As the minor in this proceeding was under the age of fourteen years, it was the duty of the surrogate to nominate and appoint a guardian, but the fact that the name of the person who was afterwards appointed was suggested by the petitioner does not render the appointment invalid.
In the selection of a proper person, the surrogate exercised his discretion, and that discretion is not reviewable in this court so long as there seems to exist no legal disqualification in the appointee.
Neither was the surrogate bound by any former rule in chancery to appoint a relative. It may have been that such an appointment would have been improper by reason of adverse interest and want of proper qualification on the part of the relatives of the minor.
We think there was enough in the evidence to sustain the action of the surrogate in appointing a guardian, and, so far as appears, the selection cannot justly be criticised.
Order affirmed, with costs.
Barnard, P. J., concurs.
This is an appeal from an order of the surrogate of Dutchess county appointing a general guardian of the estate of Jennie D. Vandewater, who is an infant under the age of twenty-one years.
The objections made before us are technical and open to a suspicion at least that they are not made in the interest of the infant.
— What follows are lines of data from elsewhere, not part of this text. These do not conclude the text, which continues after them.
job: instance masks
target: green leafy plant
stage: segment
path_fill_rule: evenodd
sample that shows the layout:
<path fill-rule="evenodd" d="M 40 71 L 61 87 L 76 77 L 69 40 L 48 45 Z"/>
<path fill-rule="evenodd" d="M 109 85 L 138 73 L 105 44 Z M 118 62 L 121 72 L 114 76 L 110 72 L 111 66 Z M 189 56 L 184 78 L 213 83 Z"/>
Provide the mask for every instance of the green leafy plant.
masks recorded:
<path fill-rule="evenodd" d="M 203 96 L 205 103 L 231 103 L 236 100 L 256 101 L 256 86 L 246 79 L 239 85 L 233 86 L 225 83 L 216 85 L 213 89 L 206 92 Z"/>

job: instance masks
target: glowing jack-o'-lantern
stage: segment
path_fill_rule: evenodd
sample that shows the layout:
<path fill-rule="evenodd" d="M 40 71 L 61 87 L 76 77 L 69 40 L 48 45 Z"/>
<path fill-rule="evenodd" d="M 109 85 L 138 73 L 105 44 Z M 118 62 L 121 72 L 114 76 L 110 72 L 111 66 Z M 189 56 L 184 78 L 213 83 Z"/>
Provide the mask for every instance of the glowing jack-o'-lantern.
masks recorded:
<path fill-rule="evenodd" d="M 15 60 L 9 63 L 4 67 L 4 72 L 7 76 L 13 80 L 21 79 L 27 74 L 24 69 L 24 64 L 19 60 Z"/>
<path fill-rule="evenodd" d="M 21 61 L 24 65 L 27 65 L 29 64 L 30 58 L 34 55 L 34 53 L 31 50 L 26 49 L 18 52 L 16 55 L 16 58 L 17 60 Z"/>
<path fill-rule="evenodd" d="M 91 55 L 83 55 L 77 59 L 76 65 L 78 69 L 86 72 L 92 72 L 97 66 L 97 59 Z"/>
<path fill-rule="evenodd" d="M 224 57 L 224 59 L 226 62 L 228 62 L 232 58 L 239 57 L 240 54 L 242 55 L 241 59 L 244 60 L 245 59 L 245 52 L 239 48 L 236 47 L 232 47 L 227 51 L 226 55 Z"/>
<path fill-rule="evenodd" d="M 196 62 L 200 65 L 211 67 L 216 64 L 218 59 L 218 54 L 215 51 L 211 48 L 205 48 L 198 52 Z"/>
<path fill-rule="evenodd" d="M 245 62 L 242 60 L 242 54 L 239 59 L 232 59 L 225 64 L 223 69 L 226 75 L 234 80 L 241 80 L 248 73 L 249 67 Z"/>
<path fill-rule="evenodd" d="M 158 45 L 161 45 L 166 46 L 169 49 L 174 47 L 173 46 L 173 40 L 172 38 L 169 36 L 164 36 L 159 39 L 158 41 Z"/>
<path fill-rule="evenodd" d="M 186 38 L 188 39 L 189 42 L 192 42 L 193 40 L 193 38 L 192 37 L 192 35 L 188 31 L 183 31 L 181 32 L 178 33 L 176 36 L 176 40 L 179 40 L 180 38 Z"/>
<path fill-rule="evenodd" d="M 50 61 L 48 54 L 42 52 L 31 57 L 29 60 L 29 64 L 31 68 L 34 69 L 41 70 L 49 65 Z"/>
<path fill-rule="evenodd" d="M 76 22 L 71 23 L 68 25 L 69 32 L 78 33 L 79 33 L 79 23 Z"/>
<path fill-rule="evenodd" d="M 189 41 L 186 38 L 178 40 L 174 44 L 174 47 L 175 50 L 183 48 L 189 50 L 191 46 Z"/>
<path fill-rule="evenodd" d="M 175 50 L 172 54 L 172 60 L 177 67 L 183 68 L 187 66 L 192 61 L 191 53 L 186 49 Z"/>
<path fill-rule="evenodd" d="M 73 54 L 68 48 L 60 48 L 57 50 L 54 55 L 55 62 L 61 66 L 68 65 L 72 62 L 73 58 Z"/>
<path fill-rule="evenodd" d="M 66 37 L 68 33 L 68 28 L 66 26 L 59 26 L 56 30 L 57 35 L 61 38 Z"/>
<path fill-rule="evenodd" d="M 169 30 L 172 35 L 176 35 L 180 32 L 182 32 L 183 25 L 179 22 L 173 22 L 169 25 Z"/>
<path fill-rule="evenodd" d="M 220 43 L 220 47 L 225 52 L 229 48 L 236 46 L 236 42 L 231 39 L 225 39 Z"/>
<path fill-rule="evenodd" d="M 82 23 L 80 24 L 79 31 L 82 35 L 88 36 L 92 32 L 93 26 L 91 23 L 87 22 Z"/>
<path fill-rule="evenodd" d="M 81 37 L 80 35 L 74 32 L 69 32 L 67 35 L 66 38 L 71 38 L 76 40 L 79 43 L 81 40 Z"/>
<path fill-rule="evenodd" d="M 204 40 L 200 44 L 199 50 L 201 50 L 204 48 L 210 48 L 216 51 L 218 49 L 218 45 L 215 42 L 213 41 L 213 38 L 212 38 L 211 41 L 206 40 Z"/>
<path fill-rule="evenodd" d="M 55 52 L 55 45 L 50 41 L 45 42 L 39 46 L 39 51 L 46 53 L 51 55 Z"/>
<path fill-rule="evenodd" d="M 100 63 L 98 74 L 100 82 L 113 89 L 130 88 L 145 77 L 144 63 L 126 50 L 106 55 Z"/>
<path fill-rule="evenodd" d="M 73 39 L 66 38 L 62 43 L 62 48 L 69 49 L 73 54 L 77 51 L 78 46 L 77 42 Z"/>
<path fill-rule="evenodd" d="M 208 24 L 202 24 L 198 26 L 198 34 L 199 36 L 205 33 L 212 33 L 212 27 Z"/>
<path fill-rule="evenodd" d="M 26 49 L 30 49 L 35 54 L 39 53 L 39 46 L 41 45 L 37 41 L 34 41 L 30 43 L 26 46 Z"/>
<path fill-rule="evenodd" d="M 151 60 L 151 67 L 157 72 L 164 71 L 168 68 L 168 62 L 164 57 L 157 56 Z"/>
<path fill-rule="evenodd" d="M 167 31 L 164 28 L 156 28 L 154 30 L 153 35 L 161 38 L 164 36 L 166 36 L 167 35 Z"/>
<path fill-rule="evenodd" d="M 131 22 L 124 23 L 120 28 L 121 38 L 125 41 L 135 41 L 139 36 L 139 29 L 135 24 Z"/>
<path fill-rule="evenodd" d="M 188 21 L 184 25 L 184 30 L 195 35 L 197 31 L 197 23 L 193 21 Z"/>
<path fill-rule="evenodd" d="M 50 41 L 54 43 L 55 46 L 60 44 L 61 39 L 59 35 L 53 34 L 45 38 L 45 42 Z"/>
The circumstances surrounding this minor and her possible interest in the estate of her grandfather conspire in justification of the selection of a disinterested person for her guardian.
The interests of the appellants are plainly adverse to the minor and if her rights are to be ascertained and secured the task must devolve upon others.
We find full justification for the appointment of the guardian, and the order should be affirmed with ten dollars costs and disbursements to be paid by the appellant personally.